Ustadz Khalid Basalamah mengakhiri kisah ini dengan sebuah renungan tajam. Di tengah realitas hari ini, banyak orang tua justru merasa bangga ketika anak-anak mereka mengikuti tren dunia, mempertontonkan aurat, meninggalkan pendidikan agama, atau dikirim ke negeri yang jauh dari nilai-nilai Islam hanya demi kebanggaan duniawi.
Padahal, kisah ibu dan pemuda dalam riwayat ini mengajarkan hal yang berbeda: bahwa mendidik anak untuk yakin akan janji Allah, takut akan ancaman-Nya, dan menjadikan akhirat sebagai tujuan utama — itulah investasi terbesar seorang orang tua.
“Tanamkan muraqabah — kesadaran bahwa Allah senantiasa mengawasi.

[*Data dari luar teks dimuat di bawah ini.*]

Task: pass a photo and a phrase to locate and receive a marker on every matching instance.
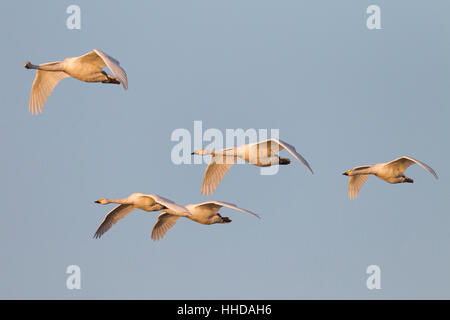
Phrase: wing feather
(355, 183)
(214, 174)
(43, 85)
(112, 217)
(280, 145)
(403, 163)
(172, 207)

Yakinkan mereka akan janji Allah atas setiap ibadah yang dikerjakan. Dan ingatkan mereka akan konsekuensi setiap pelanggaran,” demikian pesan yang disampaikan dalam kajian tersebut.
Kisah pemuda 17 tahun itu bukan sekadar cerita masa lalu. Ia adalah cermin bagi generasi kini — tentang betapa dalamnya iman bisa mengakar, dan betapa indahnya akhir dari sebuah kehidupan yang dibangun di atas keyakinan kepada Allah dan Rasul-Nya.
Sumber: Kajian Ustadz Khalid Basalamah — dikutip dari riwayat dalam karya Ibnu Qayyim Al-Jauziyyah rahimahullah


Tinggalkan Balasan
Anda harus masuk untuk berkomentar.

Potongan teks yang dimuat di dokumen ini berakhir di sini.